Виталь с недоверием глядел на Антонио.

— Как вы можете обвинять меня в подобном преступлении? Неужели вы думаете, что в надежде заполучить палаццо, который я мог бы купить за свои деньги, я вдруг пожертвовал бы жизнью самого близкого друга? Синьор, вы просто убиваете меня!

Синьор Антонио внимательно выслушал его, как будто бы еще не приняв ничьей стороны.

— Но разве в этом доме нет синагоги? — вопросил один из священников, тот, что выше ростом и, судя по виду, старше.

У него были темные волосы с проседью и острые черты лица. Но в выражении лица не наблюдалось жестокости. — Разве там, в Ковчеге, не обнаружились свитки с вашей Торой?

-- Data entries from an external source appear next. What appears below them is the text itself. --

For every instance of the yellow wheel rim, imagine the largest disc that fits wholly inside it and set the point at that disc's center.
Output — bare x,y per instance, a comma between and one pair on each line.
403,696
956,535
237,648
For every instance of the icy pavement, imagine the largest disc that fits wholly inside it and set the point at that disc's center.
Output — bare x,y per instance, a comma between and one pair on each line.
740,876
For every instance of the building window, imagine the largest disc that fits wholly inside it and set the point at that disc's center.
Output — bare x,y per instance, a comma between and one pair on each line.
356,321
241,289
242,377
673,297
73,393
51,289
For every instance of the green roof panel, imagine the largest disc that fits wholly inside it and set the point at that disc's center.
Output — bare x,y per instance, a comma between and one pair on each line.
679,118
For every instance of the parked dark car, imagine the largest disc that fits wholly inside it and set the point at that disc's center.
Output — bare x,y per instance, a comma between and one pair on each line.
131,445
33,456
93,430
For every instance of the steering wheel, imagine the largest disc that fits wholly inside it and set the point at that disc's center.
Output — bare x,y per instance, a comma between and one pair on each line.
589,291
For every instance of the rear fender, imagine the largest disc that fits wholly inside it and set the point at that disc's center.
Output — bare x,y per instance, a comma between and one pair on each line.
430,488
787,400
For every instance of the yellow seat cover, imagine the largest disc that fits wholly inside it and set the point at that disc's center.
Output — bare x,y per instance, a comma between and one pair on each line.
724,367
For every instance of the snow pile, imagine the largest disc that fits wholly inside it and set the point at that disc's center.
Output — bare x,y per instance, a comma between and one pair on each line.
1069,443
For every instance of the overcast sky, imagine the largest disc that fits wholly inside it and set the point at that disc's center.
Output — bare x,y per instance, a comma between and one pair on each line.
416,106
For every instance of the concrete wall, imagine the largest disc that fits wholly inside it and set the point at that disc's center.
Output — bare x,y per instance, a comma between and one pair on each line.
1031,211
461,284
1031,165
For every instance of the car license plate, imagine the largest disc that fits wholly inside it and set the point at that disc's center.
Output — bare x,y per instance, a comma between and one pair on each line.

— Все это там есть, это правда, — подтвердил Виталь. — И все это уже было там, когда я переехал. И всем известно, что вещи остались от иудея, который жил в доме раньше. Двадцать лет эти свитки пролежали под слоем пыли.

При этих словах синьор Антонио как будто пришел в сильное волнение. Однако ничего не сказал.

— И ты никогда не использовал найденные манускрипты, чтобы творить злые молитвы? — спросил второй священник, более робкий с виду, зато теперь дрожавший от плохо скрываемого возбуждения.

— Я могу признаться перед всеми, что не использовал свитков в своих молитвах, — проговорил Виталь. — Если говорить откровенно, то я скорее гуманист, поэт и врач, чем правоверный иудей. Простите меня, но я не молился над свитками. Я хожу в синагогу с друзьями на субботнюю молитву, вы знаете моих друзей, они известны всем, это уважаемые в городе люди.

— Ага, — произнес старший священник. — Значит, ты утверждаешь, что не произносил священных и благочестивых молитв над этими странными книгами, и нам следует считать их сакральными книгами иудеев, а вовсе не непонятными, нечестивыми свитками с заклинаниями и тайными знаниями?

— Ты отрицаешь, что совершал подобные преступления? — спросил второй священник.

— Почему вы меня обвиняете? — воскликнул Виталь. — Синьор Антонио, я люблю вас. Я люблю Никколо. Я люблю его будущую жену как родную сестру. Вы еще со времен Падуи стали для меня настоящей семьей.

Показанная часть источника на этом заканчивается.